He revealed that in Compare The Market’s research last month, 18 per cent of Australians surveyed admitted to having Buy Now, Pay Later debts, equating to around one in five people.
“These services have become increasingly popular because they’re relatively easy to access and they allow people to make purchases instantly and worry about the debt later,” Ford said.
“The problem mounts if they are accessed by people who are in vulnerable situations, which
could cause their debt to spiral further and lead to further financial hardship
“There always needs to be transparency about the potential impacts these services can have if they aren’t used correctly.”
He explained that these apps can negatively impact a person’s credit score and hinder their chances of being approved for a home loan down the line.

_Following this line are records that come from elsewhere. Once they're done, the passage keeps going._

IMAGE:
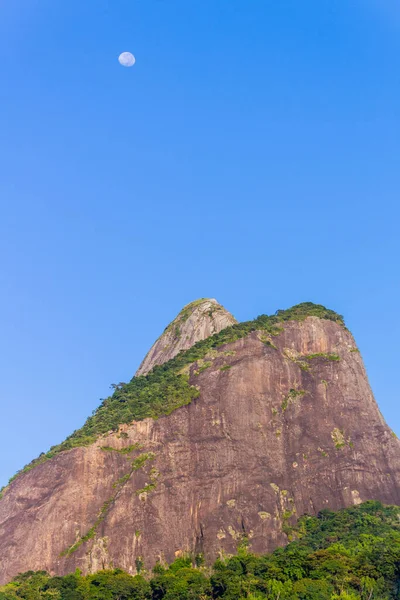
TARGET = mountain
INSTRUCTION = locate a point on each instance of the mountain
(196, 321)
(352, 554)
(231, 439)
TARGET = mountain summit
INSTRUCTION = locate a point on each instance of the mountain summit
(196, 321)
(231, 439)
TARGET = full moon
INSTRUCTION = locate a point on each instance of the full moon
(126, 59)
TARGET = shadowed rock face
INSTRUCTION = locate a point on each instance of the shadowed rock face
(195, 322)
(275, 433)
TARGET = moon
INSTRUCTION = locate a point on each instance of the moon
(126, 59)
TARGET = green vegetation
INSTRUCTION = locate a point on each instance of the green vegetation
(353, 554)
(166, 388)
(334, 357)
(136, 464)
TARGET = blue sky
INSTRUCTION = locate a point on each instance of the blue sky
(251, 154)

“Credit scores are a primary factor lenders take into account when people apply for a home
loan,” he said.
“This is because they represent your creditworthiness, and lenders will assess a range of
factors – including any debts or credits you have. This can include Buy Now, Pay Later
services.
“Lenders can look at where your credit score sits and immediately gain an idea of the
amount of risk they’d be taking on by approving you for a loan.
“If you’re someone who’s taken out a lot of different loans or lines of credit, it will likely show up on your credit report.
“Similarly, if you struggle to keep on top of these payments, it can be a red flag for lenders.”
However, Ford explained that using these apps does not mean it will always be impossible to get a loan in the future.
“People who use these apps won’t necessarily have a black mark against their name,” he said.
“If you are diligent and make your repayments on time, you can use them without having to worry about hurting your chances of securing a loan in future.
“But, if in doubt, always talk to a financial adviser about anything lenders will look out for if
you’re planning on taking out a loan in the near future.”
Ford also highlighted the importance of not relying on these types of apps for everyday purchases.
“We know that some Australians are relying on Buy Now Pay Later schemes or using their
credit cards to cover everyday costs, which is never normally a good idea,” he said.
“We need to protect vulnerable members of our community, but also give them access to the essentials without having to spiral into debt.
“If you find yourself falling behind on your home loan repayments, rent or other bills, try not to rely on these services to catch up
“Instead, see what types of repayment options are available from your lender, insurer or retailer first.”